Я протянул ему несколько бумажек. Подошел официант. Мы заказали два куриных супа, фаршированные ножки и шашлык. Все из курицы. Страхуил поинтересовался:

– А выпивка у них есть?

Я перебил его:

– Как ты сюда попал?

– В смысле – на Запад? Была у меня одна еврейка из валютного ресторана. Сошлись мы, помню, на День Конституции. Утром встали, познакомились как следует, оказывается – ей грозит трояк. И у меня как раз доследование шло. Уже подписку взяли о невыезде. Значит, надо ехать и как можно дальше. Записались и уехали, примазав органы двумя кусками. А в Риме эта Беба завела себе какого-то шахматиста еврейской национальности. Уж здесь-то он вроде бы на фига ей понадобился? Видимо, любовь. А любовь – это для меня святое, гражданин начальник. Короче, дал ей на прощание в глаз и отвалил.

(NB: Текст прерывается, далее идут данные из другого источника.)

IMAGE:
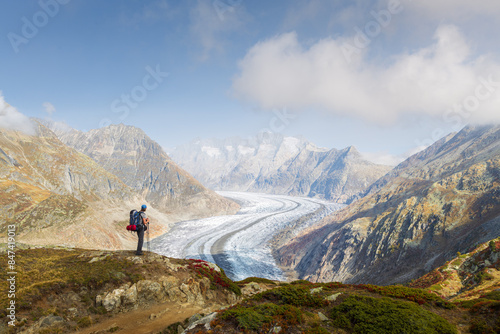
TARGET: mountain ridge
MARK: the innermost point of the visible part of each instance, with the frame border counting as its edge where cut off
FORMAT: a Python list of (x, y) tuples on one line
[(434, 204), (277, 164)]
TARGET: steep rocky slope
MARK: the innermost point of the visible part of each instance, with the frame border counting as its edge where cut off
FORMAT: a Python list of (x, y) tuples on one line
[(75, 290), (54, 194), (438, 202), (272, 163), (467, 276), (141, 163)]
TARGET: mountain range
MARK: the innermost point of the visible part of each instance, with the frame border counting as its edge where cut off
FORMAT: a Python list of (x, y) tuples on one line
[(57, 195), (440, 201), (276, 164)]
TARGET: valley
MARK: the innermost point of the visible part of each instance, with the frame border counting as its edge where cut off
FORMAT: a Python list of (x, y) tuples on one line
[(240, 243)]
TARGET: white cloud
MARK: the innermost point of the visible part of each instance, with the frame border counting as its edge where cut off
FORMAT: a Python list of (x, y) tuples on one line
[(280, 72), (386, 158), (12, 119), (49, 108)]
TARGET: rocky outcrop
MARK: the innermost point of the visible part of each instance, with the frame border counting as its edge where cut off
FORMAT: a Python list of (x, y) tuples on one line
[(274, 164), (128, 290), (436, 203)]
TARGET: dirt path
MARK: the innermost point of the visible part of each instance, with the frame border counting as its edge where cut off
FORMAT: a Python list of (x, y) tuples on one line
[(152, 320)]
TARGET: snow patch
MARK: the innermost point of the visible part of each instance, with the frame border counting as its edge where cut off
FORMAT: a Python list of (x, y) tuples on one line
[(211, 151), (245, 150)]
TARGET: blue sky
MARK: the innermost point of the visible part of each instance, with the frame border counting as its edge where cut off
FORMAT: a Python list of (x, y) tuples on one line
[(381, 75)]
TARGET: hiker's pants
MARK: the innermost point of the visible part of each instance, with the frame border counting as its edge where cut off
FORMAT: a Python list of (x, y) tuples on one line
[(140, 236)]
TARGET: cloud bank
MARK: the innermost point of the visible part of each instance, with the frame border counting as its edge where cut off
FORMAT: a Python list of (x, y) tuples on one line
[(12, 119), (441, 80), (49, 108)]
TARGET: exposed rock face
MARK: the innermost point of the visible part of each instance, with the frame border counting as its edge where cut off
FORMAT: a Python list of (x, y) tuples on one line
[(54, 194), (436, 203), (467, 276), (45, 183), (141, 163), (275, 164)]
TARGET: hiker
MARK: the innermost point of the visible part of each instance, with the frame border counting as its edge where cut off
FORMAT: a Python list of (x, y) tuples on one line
[(141, 228)]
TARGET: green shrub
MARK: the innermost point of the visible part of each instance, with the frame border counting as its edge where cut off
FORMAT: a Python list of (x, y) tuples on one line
[(418, 296), (254, 318), (368, 315), (292, 295)]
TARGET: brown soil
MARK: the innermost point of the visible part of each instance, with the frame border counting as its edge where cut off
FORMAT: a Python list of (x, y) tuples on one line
[(140, 322)]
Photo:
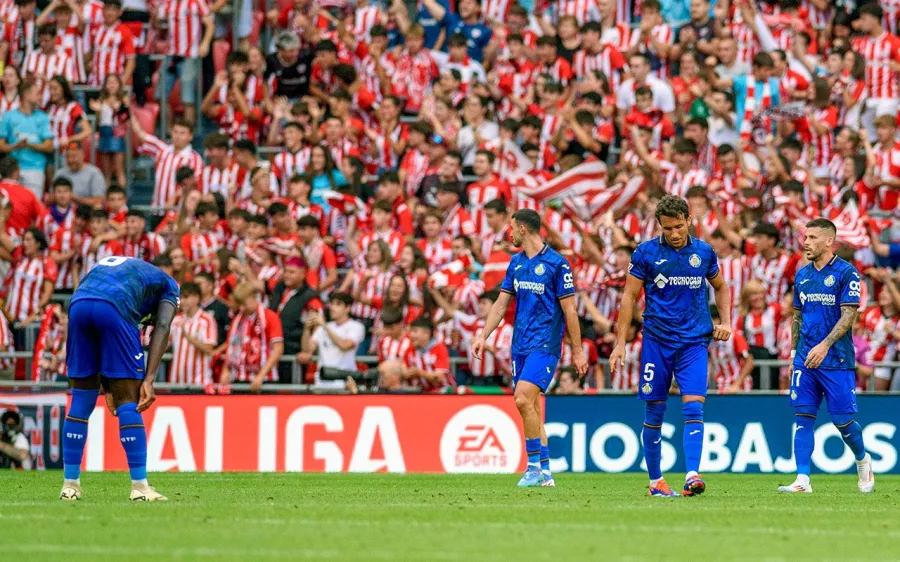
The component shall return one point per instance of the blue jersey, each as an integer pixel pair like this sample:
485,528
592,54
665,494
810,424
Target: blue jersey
133,286
538,284
677,304
819,295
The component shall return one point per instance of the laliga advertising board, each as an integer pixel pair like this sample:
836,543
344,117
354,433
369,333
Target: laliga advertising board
742,434
319,434
472,434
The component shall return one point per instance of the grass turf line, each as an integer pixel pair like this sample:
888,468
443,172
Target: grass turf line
332,517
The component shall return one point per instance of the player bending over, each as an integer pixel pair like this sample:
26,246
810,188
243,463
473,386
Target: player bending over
677,327
104,347
541,280
826,299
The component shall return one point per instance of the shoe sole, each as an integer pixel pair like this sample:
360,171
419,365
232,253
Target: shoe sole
695,489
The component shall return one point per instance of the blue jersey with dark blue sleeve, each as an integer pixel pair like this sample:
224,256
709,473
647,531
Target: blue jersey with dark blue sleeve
819,296
133,286
538,284
676,296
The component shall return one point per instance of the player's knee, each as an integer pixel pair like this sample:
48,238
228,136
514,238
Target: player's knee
654,412
806,411
692,411
841,421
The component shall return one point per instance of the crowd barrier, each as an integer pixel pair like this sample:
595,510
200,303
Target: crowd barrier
447,434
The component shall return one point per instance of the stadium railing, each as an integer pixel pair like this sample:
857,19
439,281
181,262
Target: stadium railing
768,377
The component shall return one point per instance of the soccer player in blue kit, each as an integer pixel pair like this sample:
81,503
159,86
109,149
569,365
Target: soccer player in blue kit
826,299
541,281
104,348
671,270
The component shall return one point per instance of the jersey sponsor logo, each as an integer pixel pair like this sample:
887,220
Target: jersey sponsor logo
481,438
821,298
681,281
537,288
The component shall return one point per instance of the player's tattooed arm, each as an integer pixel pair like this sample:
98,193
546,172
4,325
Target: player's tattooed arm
844,324
795,328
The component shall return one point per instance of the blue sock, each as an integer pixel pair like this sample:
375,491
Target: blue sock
75,431
652,437
134,440
852,434
533,450
693,435
804,439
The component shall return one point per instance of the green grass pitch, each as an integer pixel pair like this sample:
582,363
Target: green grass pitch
327,517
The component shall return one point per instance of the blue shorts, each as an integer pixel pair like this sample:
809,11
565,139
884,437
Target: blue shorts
660,361
838,386
100,341
535,367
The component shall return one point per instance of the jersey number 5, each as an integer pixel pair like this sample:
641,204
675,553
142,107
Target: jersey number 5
112,261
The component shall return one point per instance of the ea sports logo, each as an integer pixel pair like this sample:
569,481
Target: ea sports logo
481,439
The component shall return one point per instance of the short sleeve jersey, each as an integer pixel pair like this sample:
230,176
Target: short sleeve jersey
538,284
677,299
134,286
819,296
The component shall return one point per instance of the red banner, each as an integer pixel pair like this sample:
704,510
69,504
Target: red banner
319,434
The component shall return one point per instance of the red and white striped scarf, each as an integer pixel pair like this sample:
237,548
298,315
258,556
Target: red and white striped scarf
750,109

Официант принес нам еду. Заиграла невидимая музыка. Страхуил нетерпеливо приподнялся:

– Я на минуту отлучусь. Надо заправиться.

– В смысле?

– В смысле горючего. Магазин за углом.

– Не стоит, – говорю, – рано.

– Что значит – рано? Мы же не в Республике Коми. Здесь, гражданин начальник, всегда есть место подвигу.

– Это лишнее.

– Лишнее? – приподнял брови Страхуил. – Все у тебя лишнее, начальник! Кто знает, что в жизни главное, что лишнее. Вот я расскажу тебе историю про одного мужика. Был он королем шмена на Лиговке. И его наконец повязали. Оттягивает король что положено, возвращается домой. А у него три дочери в большом порядке. Упакованы, как сестры Федоровы. Старшая ему и говорит: «Батя, живи у меня…»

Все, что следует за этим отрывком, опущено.